Inside Crepe Crazy—a restaurant nestled in a European-style cottage in Dripping Springs—the menu is written on a chalkboard that covers most of the wall. Next to the list of sweet and savory options, the words “Point and ye shall receive” give a clue as to what makes the local cafe unique.
“First and foremost, this is [a] deaf family-owned and -operated company,” founder Inna Giterman wrote on a notepad during an interview with Community Impact Newspaper. “We founded [Crepe Crazy] with intentions of giving deaf people an opportunity to showcase their skills when others wouldn’t.”
Giterman’s love for crepes—or “blinis” as they are known in her home country of Ukraine—is deeply rooted in family, she explained.
“Crepes are something we grew up with,” she wrote. “[We had] no prior culinary experience, but nearly everybody in this family enjoys cooking, trying new recipes [and] getting creative with food.”
Opening a restaurant as a deaf, immigrant family was extremely difficult, she explained—from overcoming language barriers to navigating development regulations.
After years of selling crepes at fairs and festivals, Giterman opened a brick-and-mortar location May 8, 2014, in Dripping Springs. A year and a half later—Dec. 3, 2015—she opened a second Crepe Crazy location on South Lamar Boulevard in Austin.
The menu includes sweet crepes—topped with whipped cream and powdered sugar—and savory crepes—served with a side salad and lemon-garlic vinaigrette. Crepe Crazy features a crepe of the month, which is the Hatch Green Chile Chicken crepe for the month of September.
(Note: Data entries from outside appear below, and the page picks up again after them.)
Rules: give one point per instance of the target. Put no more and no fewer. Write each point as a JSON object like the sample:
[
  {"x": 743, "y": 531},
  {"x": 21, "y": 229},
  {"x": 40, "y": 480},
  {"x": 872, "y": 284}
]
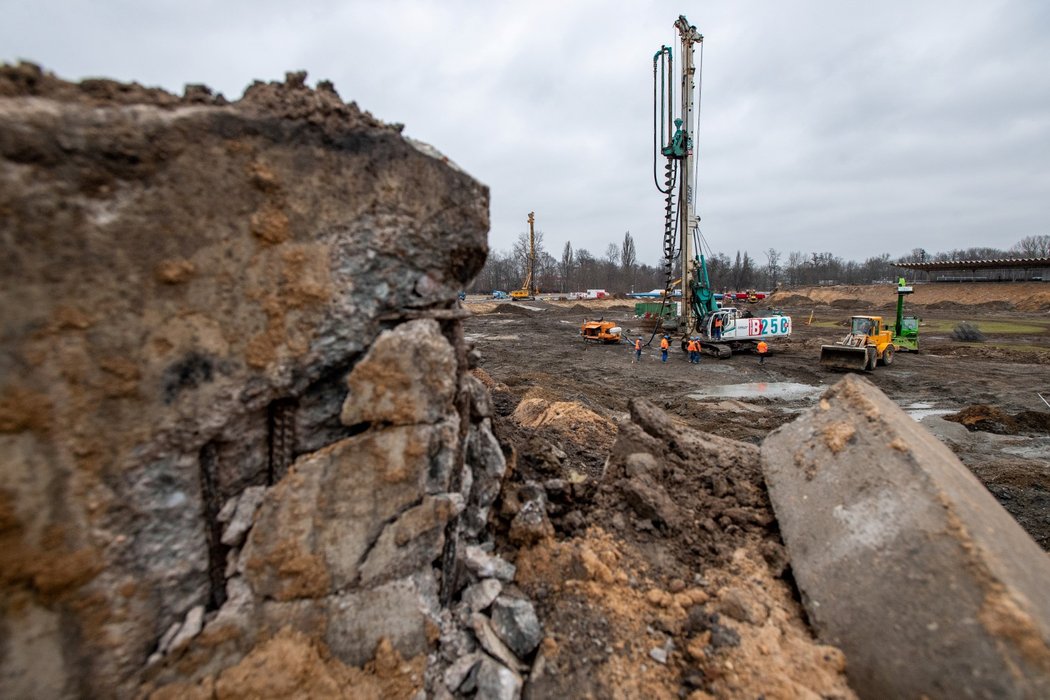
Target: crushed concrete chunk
[
  {"x": 903, "y": 558},
  {"x": 191, "y": 628},
  {"x": 243, "y": 515},
  {"x": 490, "y": 642},
  {"x": 497, "y": 682},
  {"x": 515, "y": 621},
  {"x": 480, "y": 595},
  {"x": 484, "y": 565}
]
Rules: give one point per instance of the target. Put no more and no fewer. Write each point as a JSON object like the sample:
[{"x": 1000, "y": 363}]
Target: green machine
[{"x": 906, "y": 330}]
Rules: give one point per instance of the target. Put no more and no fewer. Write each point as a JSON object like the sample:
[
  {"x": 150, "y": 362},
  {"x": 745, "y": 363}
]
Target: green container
[{"x": 653, "y": 309}]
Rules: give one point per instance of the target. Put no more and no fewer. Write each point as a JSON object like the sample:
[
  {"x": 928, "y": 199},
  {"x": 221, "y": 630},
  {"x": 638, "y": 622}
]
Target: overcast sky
[{"x": 852, "y": 127}]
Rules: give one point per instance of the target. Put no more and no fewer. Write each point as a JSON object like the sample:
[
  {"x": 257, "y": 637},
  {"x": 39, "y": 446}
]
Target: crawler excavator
[
  {"x": 673, "y": 141},
  {"x": 529, "y": 289}
]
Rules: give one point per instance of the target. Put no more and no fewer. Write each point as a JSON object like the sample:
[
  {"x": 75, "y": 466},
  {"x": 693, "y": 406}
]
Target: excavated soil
[{"x": 672, "y": 581}]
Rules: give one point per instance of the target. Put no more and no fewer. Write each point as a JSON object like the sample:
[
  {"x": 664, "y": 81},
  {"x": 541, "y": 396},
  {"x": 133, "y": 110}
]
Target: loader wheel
[{"x": 887, "y": 356}]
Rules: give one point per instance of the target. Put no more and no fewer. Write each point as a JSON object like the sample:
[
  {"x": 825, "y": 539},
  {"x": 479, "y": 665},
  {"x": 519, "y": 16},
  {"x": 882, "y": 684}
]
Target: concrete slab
[{"x": 904, "y": 559}]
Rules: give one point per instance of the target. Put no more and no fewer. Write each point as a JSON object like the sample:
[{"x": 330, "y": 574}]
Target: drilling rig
[
  {"x": 673, "y": 139},
  {"x": 529, "y": 288}
]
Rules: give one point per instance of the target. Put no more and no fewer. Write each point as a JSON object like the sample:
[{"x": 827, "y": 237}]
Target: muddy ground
[{"x": 559, "y": 399}]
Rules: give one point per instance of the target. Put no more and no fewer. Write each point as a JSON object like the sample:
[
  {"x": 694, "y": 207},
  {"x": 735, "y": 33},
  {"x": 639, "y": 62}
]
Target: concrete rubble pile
[
  {"x": 245, "y": 453},
  {"x": 235, "y": 407}
]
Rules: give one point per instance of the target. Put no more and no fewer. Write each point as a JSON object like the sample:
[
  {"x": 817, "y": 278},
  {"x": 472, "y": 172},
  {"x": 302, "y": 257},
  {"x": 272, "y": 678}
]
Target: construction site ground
[{"x": 629, "y": 619}]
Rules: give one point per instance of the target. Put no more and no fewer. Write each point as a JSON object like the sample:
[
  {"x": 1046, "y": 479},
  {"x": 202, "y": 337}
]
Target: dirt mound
[
  {"x": 513, "y": 309},
  {"x": 992, "y": 419},
  {"x": 568, "y": 418},
  {"x": 666, "y": 579},
  {"x": 792, "y": 299}
]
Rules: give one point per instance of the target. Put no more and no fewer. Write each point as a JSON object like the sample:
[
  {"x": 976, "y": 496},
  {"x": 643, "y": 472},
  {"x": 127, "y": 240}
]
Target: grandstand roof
[{"x": 1020, "y": 263}]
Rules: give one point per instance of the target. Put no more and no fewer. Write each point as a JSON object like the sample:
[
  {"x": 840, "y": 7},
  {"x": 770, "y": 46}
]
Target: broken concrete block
[
  {"x": 460, "y": 669},
  {"x": 407, "y": 377},
  {"x": 401, "y": 611},
  {"x": 480, "y": 595},
  {"x": 483, "y": 565},
  {"x": 515, "y": 621},
  {"x": 903, "y": 558},
  {"x": 497, "y": 682},
  {"x": 244, "y": 514},
  {"x": 412, "y": 542},
  {"x": 531, "y": 523},
  {"x": 318, "y": 525},
  {"x": 490, "y": 642},
  {"x": 190, "y": 629}
]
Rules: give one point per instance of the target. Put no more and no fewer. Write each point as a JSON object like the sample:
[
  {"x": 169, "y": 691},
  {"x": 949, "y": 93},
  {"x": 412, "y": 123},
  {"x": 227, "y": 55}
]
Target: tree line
[{"x": 618, "y": 272}]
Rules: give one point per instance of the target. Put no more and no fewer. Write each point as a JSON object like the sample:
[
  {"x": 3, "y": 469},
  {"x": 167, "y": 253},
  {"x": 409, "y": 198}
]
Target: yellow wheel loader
[
  {"x": 603, "y": 332},
  {"x": 868, "y": 343}
]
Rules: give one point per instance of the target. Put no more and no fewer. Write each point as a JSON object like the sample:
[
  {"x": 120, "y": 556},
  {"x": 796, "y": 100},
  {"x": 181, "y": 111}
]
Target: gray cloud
[{"x": 856, "y": 128}]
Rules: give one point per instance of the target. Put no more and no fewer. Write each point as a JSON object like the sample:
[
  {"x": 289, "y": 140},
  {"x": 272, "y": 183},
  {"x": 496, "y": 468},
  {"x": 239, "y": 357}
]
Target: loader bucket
[{"x": 844, "y": 357}]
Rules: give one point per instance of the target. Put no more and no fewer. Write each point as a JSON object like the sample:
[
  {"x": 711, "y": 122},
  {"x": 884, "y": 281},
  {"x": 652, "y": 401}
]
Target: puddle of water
[
  {"x": 785, "y": 390},
  {"x": 919, "y": 414},
  {"x": 921, "y": 409},
  {"x": 475, "y": 337},
  {"x": 1038, "y": 448}
]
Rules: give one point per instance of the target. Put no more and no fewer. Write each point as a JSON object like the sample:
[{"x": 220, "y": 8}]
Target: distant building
[{"x": 1005, "y": 270}]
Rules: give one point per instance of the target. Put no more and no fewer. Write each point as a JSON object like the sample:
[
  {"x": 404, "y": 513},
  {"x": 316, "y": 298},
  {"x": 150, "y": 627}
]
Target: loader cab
[{"x": 864, "y": 325}]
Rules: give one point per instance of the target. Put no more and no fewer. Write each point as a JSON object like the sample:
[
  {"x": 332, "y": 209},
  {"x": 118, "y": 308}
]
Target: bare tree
[
  {"x": 773, "y": 267},
  {"x": 520, "y": 253},
  {"x": 1033, "y": 247},
  {"x": 567, "y": 266},
  {"x": 628, "y": 258}
]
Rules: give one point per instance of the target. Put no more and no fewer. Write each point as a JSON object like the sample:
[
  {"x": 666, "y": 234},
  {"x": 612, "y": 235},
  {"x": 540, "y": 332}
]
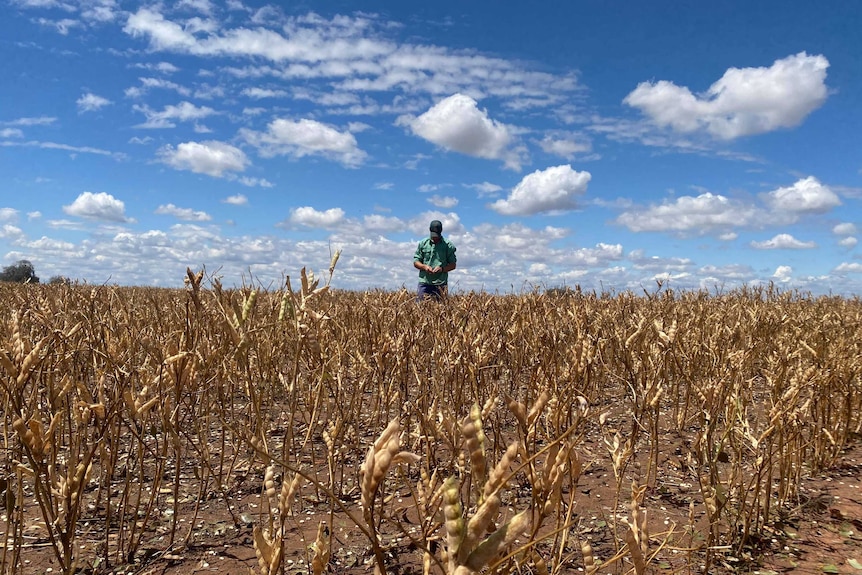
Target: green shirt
[{"x": 434, "y": 255}]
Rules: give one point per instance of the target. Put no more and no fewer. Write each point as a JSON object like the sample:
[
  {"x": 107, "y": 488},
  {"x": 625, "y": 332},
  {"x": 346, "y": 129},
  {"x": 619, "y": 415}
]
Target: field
[{"x": 308, "y": 430}]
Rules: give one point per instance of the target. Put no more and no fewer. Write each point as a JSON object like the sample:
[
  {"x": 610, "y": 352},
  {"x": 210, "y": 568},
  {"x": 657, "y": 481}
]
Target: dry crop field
[{"x": 308, "y": 430}]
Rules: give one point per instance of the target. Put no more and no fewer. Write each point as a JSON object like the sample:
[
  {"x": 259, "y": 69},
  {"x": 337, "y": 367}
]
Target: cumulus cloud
[
  {"x": 8, "y": 215},
  {"x": 456, "y": 123},
  {"x": 783, "y": 274},
  {"x": 554, "y": 189},
  {"x": 260, "y": 93},
  {"x": 600, "y": 255},
  {"x": 706, "y": 213},
  {"x": 90, "y": 102},
  {"x": 309, "y": 217},
  {"x": 186, "y": 214},
  {"x": 743, "y": 102},
  {"x": 305, "y": 138},
  {"x": 237, "y": 200},
  {"x": 807, "y": 195},
  {"x": 846, "y": 267},
  {"x": 211, "y": 158},
  {"x": 98, "y": 206},
  {"x": 783, "y": 242}
]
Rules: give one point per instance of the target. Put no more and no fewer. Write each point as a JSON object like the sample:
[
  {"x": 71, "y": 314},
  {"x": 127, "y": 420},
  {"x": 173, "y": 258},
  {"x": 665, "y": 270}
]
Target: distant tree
[{"x": 20, "y": 272}]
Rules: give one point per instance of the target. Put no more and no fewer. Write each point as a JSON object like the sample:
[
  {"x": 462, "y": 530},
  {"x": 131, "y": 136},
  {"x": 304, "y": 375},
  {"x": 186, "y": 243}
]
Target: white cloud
[
  {"x": 783, "y": 242},
  {"x": 90, "y": 102},
  {"x": 744, "y": 101},
  {"x": 308, "y": 216},
  {"x": 703, "y": 214},
  {"x": 443, "y": 202},
  {"x": 261, "y": 93},
  {"x": 183, "y": 112},
  {"x": 805, "y": 196},
  {"x": 485, "y": 188},
  {"x": 355, "y": 56},
  {"x": 255, "y": 182},
  {"x": 845, "y": 267},
  {"x": 566, "y": 145},
  {"x": 211, "y": 158},
  {"x": 8, "y": 231},
  {"x": 8, "y": 215},
  {"x": 305, "y": 138},
  {"x": 98, "y": 206},
  {"x": 237, "y": 200},
  {"x": 186, "y": 214},
  {"x": 845, "y": 229},
  {"x": 554, "y": 189},
  {"x": 159, "y": 83},
  {"x": 456, "y": 123},
  {"x": 38, "y": 121},
  {"x": 783, "y": 274},
  {"x": 600, "y": 255}
]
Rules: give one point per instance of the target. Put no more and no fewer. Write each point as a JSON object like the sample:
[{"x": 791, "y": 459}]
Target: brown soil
[{"x": 822, "y": 534}]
Best-selling savory offerings include the turkey and avocado crepe and chicken basil pesto, Giterman indicated. The classic Nutella Royale sweet crepe “tops the list every time” she wrote.
“Our menu consists of carefully curated options with a nod to many regions,” she wrote. “It is more than just feel-good nostalgic food, and we are grateful to be able to share crepes with [the community].”